# Floor Drains



## Mans22 (Jun 23, 2008)

How useful is a garage floor drain? I understand if you live in up North where it snows b/c the snow melts all over your garage floor but I live in the South. Would I have any use for drains in my garage?


----------



## garagegary (Jun 23, 2008)

I live in Texas and I don't have any use for garage drains.


----------



## mustanggarage (Jul 30, 2010)

I really wish I had installed a drain.  my floor is level with no drain and the snow melting off my truck made a heck of a mess last year.  I have got to figure out a better plan for this year.  I am putting in a concrete slab in front of the door so I can at least keep the snow scooped away from the door and squeegee the water out this year but I want to figure a way to put in a drain.  any ideas?


----------



## rustywrangler (Jul 30, 2010)

mustanggarage said:


> I really wish I had installed a drain.  my floor is level with no drain and the snow melting off my truck made a heck of a mess last year.  I have got to figure out a better plan for this year.  I am putting in a concrete slab in front of the door so I can at least keep the snow scooped away from the door and squeegee the water out this year but I want to figure a way to put in a drain.  any ideas?
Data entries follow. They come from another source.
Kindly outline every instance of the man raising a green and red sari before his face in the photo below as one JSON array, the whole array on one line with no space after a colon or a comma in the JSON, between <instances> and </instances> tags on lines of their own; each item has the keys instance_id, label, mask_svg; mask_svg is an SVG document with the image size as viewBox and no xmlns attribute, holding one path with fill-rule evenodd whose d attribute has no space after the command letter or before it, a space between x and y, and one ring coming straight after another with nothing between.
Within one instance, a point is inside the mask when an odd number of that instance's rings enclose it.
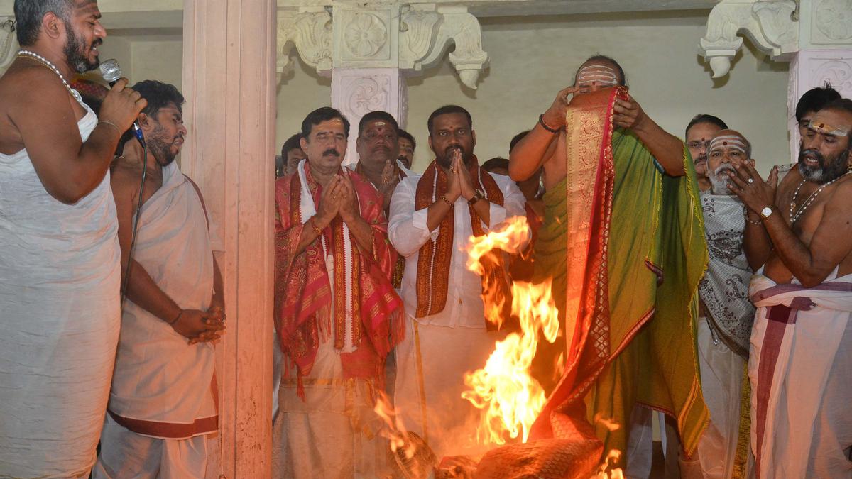
<instances>
[{"instance_id":1,"label":"man raising a green and red sari before his face","mask_svg":"<svg viewBox=\"0 0 852 479\"><path fill-rule=\"evenodd\" d=\"M639 405L675 418L690 455L708 420L694 336L707 264L699 190L683 142L624 84L617 62L591 57L510 155L515 181L544 166L533 282L553 280L564 334L538 354L549 397L532 438L559 438L559 417L585 406L603 450L625 452Z\"/></svg>"}]
</instances>

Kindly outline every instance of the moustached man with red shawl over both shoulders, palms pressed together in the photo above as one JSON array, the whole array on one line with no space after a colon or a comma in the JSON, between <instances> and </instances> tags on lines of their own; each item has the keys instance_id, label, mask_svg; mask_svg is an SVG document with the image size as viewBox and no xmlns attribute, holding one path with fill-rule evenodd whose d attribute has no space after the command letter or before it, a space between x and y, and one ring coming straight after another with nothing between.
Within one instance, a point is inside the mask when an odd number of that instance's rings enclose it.
<instances>
[{"instance_id":1,"label":"moustached man with red shawl over both shoulders, palms pressed together","mask_svg":"<svg viewBox=\"0 0 852 479\"><path fill-rule=\"evenodd\" d=\"M285 361L276 477L376 476L384 464L372 407L402 337L402 303L382 198L341 167L348 129L333 108L309 113L308 161L276 182L274 320Z\"/></svg>"}]
</instances>

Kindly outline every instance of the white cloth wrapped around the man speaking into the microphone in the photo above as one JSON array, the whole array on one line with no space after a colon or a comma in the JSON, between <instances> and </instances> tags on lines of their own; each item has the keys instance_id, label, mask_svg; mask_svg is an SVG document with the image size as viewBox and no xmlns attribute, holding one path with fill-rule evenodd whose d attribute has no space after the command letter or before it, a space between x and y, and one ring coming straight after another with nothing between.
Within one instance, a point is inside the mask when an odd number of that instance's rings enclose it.
<instances>
[{"instance_id":1,"label":"white cloth wrapped around the man speaking into the microphone","mask_svg":"<svg viewBox=\"0 0 852 479\"><path fill-rule=\"evenodd\" d=\"M83 141L97 117L78 122ZM85 476L95 462L119 326L109 173L66 205L25 150L0 154L0 476Z\"/></svg>"}]
</instances>

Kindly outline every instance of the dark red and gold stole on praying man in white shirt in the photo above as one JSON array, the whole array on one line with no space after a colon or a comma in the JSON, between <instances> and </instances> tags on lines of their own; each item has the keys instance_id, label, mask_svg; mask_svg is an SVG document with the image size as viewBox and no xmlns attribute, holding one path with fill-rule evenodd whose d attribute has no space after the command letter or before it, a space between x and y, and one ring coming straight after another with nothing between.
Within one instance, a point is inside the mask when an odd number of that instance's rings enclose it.
<instances>
[{"instance_id":1,"label":"dark red and gold stole on praying man in white shirt","mask_svg":"<svg viewBox=\"0 0 852 479\"><path fill-rule=\"evenodd\" d=\"M470 162L470 178L473 187L484 192L485 198L494 204L503 205L503 192L500 191L497 182L486 171L482 170L476 157ZM429 167L423 172L423 176L417 182L415 193L415 209L428 208L429 205L440 201L440 197L446 193L447 176L444 170L438 167L437 160L433 160ZM470 225L475 236L485 234L482 229L481 219L472 205L468 206ZM452 238L455 217L455 207L441 220L438 226L438 236L435 240L428 240L421 246L417 258L417 318L436 315L444 310L446 305L446 290L450 277L450 259L452 257ZM483 258L486 259L486 258ZM504 298L509 298L504 303L505 318L510 315L511 295L509 284L506 280L503 264L495 259L484 262L486 273L482 276L482 291L499 289ZM494 297L484 294L484 298ZM491 328L492 321L486 320L486 326Z\"/></svg>"}]
</instances>

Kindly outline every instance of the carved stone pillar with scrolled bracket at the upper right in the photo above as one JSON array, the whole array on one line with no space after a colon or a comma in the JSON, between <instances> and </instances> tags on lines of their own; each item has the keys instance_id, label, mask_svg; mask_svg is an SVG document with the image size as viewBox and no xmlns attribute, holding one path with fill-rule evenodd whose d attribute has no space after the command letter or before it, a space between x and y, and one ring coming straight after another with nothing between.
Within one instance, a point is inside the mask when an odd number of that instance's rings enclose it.
<instances>
[{"instance_id":1,"label":"carved stone pillar with scrolled bracket at the upper right","mask_svg":"<svg viewBox=\"0 0 852 479\"><path fill-rule=\"evenodd\" d=\"M713 78L728 74L742 46L740 34L772 60L792 61L787 124L790 163L795 163L796 103L803 93L828 82L844 98L852 98L852 0L722 0L711 10L707 34L699 43Z\"/></svg>"}]
</instances>

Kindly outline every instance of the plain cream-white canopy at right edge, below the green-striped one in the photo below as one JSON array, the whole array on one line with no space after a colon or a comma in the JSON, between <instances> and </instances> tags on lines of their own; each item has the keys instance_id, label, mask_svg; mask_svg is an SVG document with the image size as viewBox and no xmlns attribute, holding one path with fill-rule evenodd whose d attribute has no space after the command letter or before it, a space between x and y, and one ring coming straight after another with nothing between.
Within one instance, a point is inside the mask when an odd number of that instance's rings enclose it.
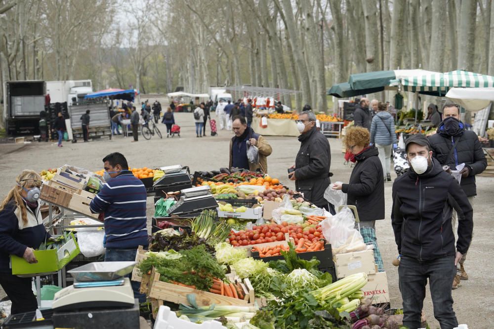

You are gonna need to bust up the concrete wherever you want a pipe run.  To make the drain work for you where you park, you are gonna want to take up most of the concrete where you park and slop inwards towards the drain.   

But the simple way is to run your drain and then put a big enough grate at the top that you can just squeegee the snow towards the drain.


----------



## havasu (Jul 30, 2010)

Since concrete would have to be removed, I would recommend sloping the concrete away from the home, and eliminate the drain completely. You also have to consider what the drain is going to run into. If it is a sewer drain, and the authorities discover you are draining automotive fluids (even minor leaks, radiator fluid, etc.) into the sewer system, expect some hefty fines along with occasional horrible smells being emitted from the drain.


----------



## mustanggarage (Aug 2, 2010)

what I want to do I think is to place a trench drain across the front of my garage, just inside the door.  then I can squeegee the water into it.  then I think I will just run it outside into the ground via a french drain arraingement.  i.e.  a trench filled with rock and some of that perforated pipe, and put a second pipe inside with a length of pvc the size of my shop vac.  then I can squeegee the water into it and when it freezes outside I can easily suck it up into the vac.   no it will not get rid of the water with no effort on my part but it would make getting it out a lot easier.  since I have a septic system I will not be running it into the sewage system.  so I am wondering how hard it would be to cut a section of concrete out and pour around one of those commercial trench drains?


----------



## havasu (Aug 2, 2010)

This photo shows my drain set up similar to what you are referring to. They have 3" connections both on the sides and bottom, so they can be linked together. My only gripe is that it is all constructed out of plastic, and could break. I chose this size because the grates are removable and replaceable after a quick trip to Home Depot. For a few more pretty pennies, they also have a stainless steel grate available, which would be alot better.


----------



## mustanggarage (Aug 2, 2010)

yeah that is exactly what I am referring to.  it looks from that picture that yours are installed in the driveway with some small round drains under the door, or is it the other way around?  I want to put the trench drain in the garage because my floor is flat and does not drain at all.  so I will still need to squeegee the floor but I won't have to open the door to get it out.  so does anyone know how hard it is to cut a section out of the floor?


----------



## havasu (Aug 2, 2010)

The picture is actually a patio, where I had a broken PVC line under the slab. It was removed to repair the pipe, and I added the extra drains because the slab was sinking because of the heavy monsoon rains and too few drains. 

Cutting concrete is easy, but easier when you have a commercial diamond blade with an automatic water cooler. 

Here is a picture of the completed job.


----------



## mustanggarage (Aug 2, 2010)

looks very nice.  I may have to find a local concrete expert to do that.  but now that I have the slab in front of the main door done I can at least scoop the snow away from the door this winter.


----------



## havasu (Aug 3, 2010)

Hiring a professional to saw the concrete usually runs about $5.00 per foot, with a minimum charge to come to your place. IMHO, it's well worth the price for a clean cut, but it can still be done using a few concrete cutting blades and lots of patience.


----------



## tectonicfloors (Mar 9, 2012)

Floor drains are required by most plumbing codes to be connected to the building drainage system and building sewer. They are required to be trapped and vented.Minimum size is 2".Vents must be installed within 8 feet of the trap.Consult your local plumbing code office for details.


----------